No encontro com a dor e o sofrimento dos outros, em particular das crianças, mas também dos seus pais e familiares, está o “olhar profundo” de uma missão vivida como “antídoto para qualquer deriva desumana e utilitarista”. Não só uma profissão exercida com aquela severidade e rigor na gestão que, infelizmente, muitas vezes faltou aos serviços de saúde católicos, que Enoc enumera, a par de muitas qualidades, limites e defeitos. A providência divina, infelizmente, não conserta os balanços. E ela se viu, em vários e dramáticos momentos de sua vida como gestora de saúde, consertando as consequências.
Sem discernimento, mesmo um esplêndido “dom compartilhado” como certamente é o hospital Bambino Gesù, excelência mundial no cuidado pediátrico, mas também um dos centros de pesquisa mais avançados, especialmente em doenças raras, corre o risco de esmaecer. Isso não acontece, graças ao trabalho de médicos e pessoal de saúde. Há quem o defina de "hospital dos filhos do mundo".
Muitos. Tratados também graças às doações. Alcançados em todos os lugares. Como Waafa, uma menina síria que teve 70% de seu corpo queimado "cujas amigas não a olhavam mais porque era feia". Trazida para a Itália, passou por diversas intervenções. Mas agora "ela se maquia, se olha no espelho". Tem doze anos. Como Ervina e Prefina, as gêmeas siamesas da África Central unidas pela cabeça e separadas com uma difícil cirurgia que durou 18 horas. Primeiro caso no mundo. Um dia o Papa indicou um caso a Enoc com estas palavras: "leia, chore, decida". Ela não chorou, decidiu. Após a abertura do jubileu de 2015 em Bangui, Francisco pediu a ela que construísse um hospital pediátrico na República Centro-Africana. Ela viajou, decidiu-se e fez ainda mais. As doações que o Papa havia recebido, administradas com profissionalismo, produziram mais do que o bem previsto. “A senhora começou a cortar o salame em fatias - o Papa um dia disse-lhe a respeito de seu trabalho não desprovido de contestações internas também no Vaticano - vá até ao fim”.

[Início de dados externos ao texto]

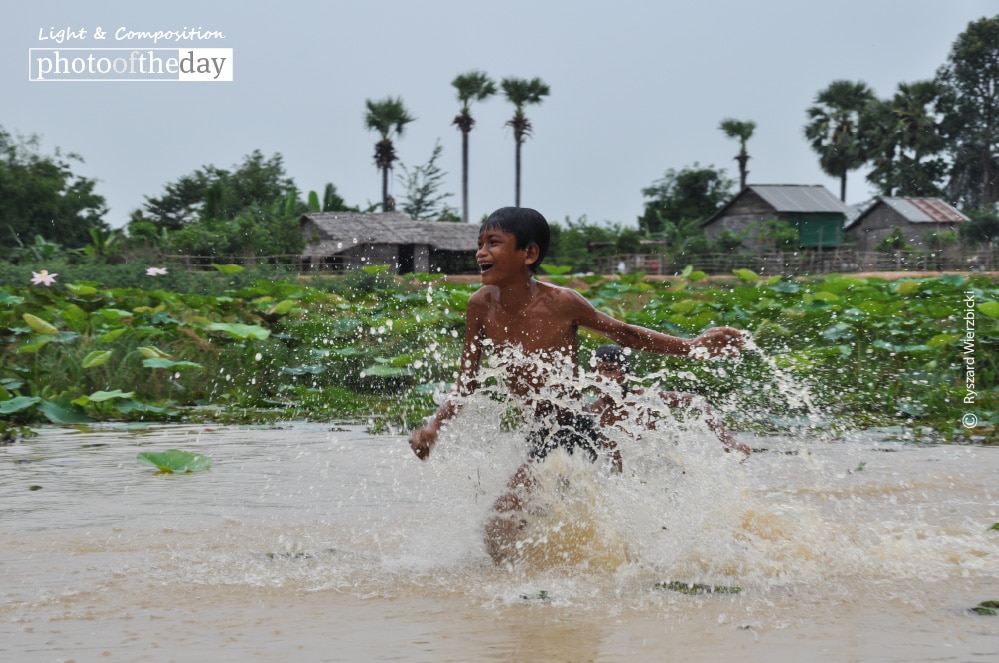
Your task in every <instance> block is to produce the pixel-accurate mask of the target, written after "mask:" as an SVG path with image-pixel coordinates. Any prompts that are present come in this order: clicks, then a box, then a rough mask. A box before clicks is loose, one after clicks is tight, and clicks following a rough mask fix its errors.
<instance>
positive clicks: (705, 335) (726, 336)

Enoc é um exemplo daquele laicato católico que ela considera um pouco subestimado pelas hierarquias. E menciona um episódio. Quando interveio com uma palestra, muito aplaudida, no primeiro congresso dos catequistas, foi advertida de cima, temendo que quisesse liderar um novo movimento. “Eles também me cortaram das fotos”, conta. Importante na formação da presidente do Bambino Gesù foi Anna Maria Canopi, freira de clausura em Orta, na região de Novara, a primeira mulher a escrever as meditações para a Via Sacra com João Paulo II.
“As mulheres - diz Enoc - representam uma voz antiga e sempre nova e o novo sempre causa medo. Uma atitude defensiva que impede o Vaticano de admitir as mulheres em cargos de responsabilidade. Também vale para os leigos. Quando surgem problemas, a Igreja da instituição se defende e premia aqueles que são obedientes, acriticamente, à hierarquia, mas entre os leigos não faltam aqueles que o fazem por interesse pessoal”. E o poder? O que é para Mariella Enoc? “Para mim é o exercício do serviço. É apenas uma missão." Aquela que pede a todo o pessoal sanitário uma nova aliança terapêutica entre médico e paciente. Paciente não cliente. Junto com uma grande atenção à inovação e à pesquisa. “A ciência é uma das formas mais elevadas de amor, é uma forma de crescer na busca de Deus, como ensinava Santo Inácio”.